Department of Justice Seal United States Attorney
District of Columbia
News Release
For Immediate Release
October 11, 2006
For further information contact
the U.S. Attorney’s Office
202-514-6933
Connecticut Woman Sentenced to 15 Years in Prison for Mailing Threats and Poison to Government Officials
Washington, D.C. - A 60-year-old Bridgeport, Connecticut woman, Barbara Joan March, has been sentenced to 15 years in prison for mailing threats and poison to numerous government officials in 2005, U.S. Attorney Jeffrey A. Taylor and Joseph Persichini, Jr., Acting Assistant Director in Charge of the FBI's Washington Field Office, announced today.
March was sentenced today in the U.S. District Court for the District of Columbia before the Honorable Emmet J. Sullivan. On March 1, 2006, she pled guilty to a 14-count information charging her with mailing injurious articles to the Justices of the U.S. Supreme Court, the Director and Deputy Director of the FBI, and the Chiefs of Staff of the Army, Navy and Air Force.
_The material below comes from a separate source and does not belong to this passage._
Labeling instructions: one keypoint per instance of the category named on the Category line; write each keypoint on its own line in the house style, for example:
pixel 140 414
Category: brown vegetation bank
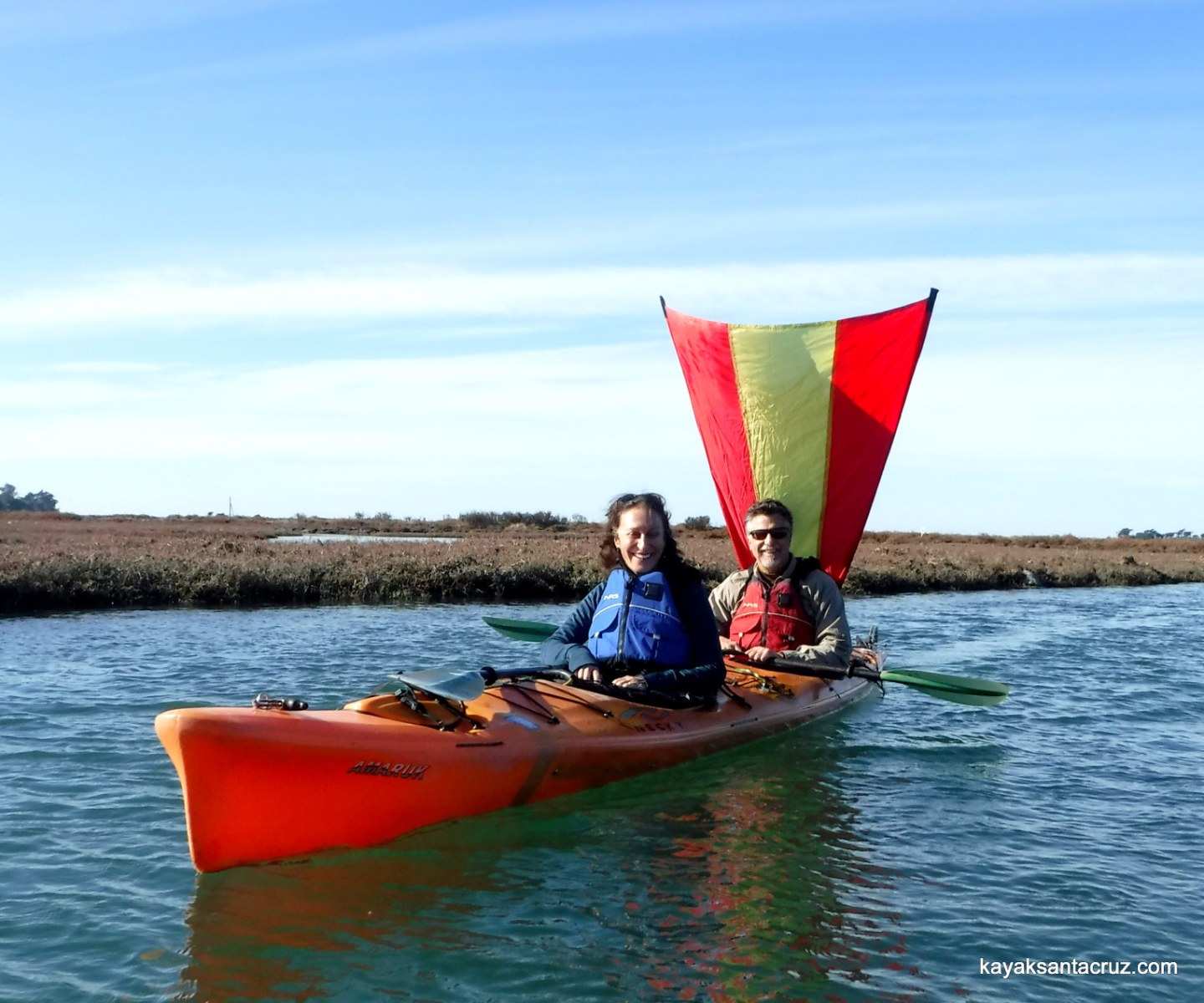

The government's evidence established that on or about April 22, 2005, March mailed 14 threatening letters, each containing either a baked good or a piece of candy laced with rat poison to each of the Supreme Court Justices, the Director and Deputy Director of the FBI, and the Chiefs of Staff of the Army, Navy and Air Force, at addresses in Washington, D.C. Each envelope contained a one-page typewritten letter stating, either "I am" or "We are," followed by "going to kill you. This is poisoned." Each of the letters bore the handwritten signature(s) of the purported sender(s), whose name(s) and return address were typed both in the body of the letter and on the envelopes. Many of the envelopes bore legible postmarks, dated April 22, 2005, in New York, New York.
The purported senders of the letters live throughout the country, including in Connecticut, New Jersey, Washington, D.C., Maryland, Florida, Georgia, Illinois and Missouri. The purported senders are associated with March in the following ways: three of the purported senders attended elementary and/or high school with March; seven attended college with her; one is a former co-worker; one lived with her while the two were studying abroad in Spain; one lived with March's brother; and one has the same name as her former husband.
Numerous handwritten documents recovered in searches of March's apartment in Bridgeport, Connecticut, reflect that she engaged in considerable planning in order to prepare and send the letters. One document contains a list, numbered one through fourteen, that includes the first name, and in some cases, the first initial of the last name, and the state of residence of each of the purported senders. Another consisted of an apparent "to do" list that included entries for "type letters," "candy & tape - no fingerprints - plastic gloves," and "r.p."
The letters have undergone multiple scientific analyses at the FBI Lab in Quantico, Virginia. The edible contents of each letter were analyzed chemically and found to contain rat poison, specifically, bromadiolone. Numerous fibers recovered from the tape that was used to seal the envelopes and to affix the baked good or candy to five of the letters were found to be consistent with clothing recovered from March's residence. A typewriter ribbon seized from a typewriter located at a public library in Bridgeport, Connecticut, near March's residence, was found to have been used to prepare the typewriting on five of the letters and envelopes.
In announcing the sentence, U.S. Attorney Taylor and Acting Assistant Director in Charge Persichini commended the excellent work of the lead investigator in the case, FBI Special Agent Monica Patton. They also commended the numerous FBI agents and laboratory personnel who assisted in the investigation of the case, particularly FBI Special Agent Michael Syrax of the New Haven, Connecticut Field Office. Finally, they commended Assistant U.S. Attorney Stephen Reynolds of the U.S. Attorney's Office in the District of Connecticut, who handled the search warrants and March's removal hearing, and Assistant U.S. Attorney Angela Schmidt, who prosecuted the case.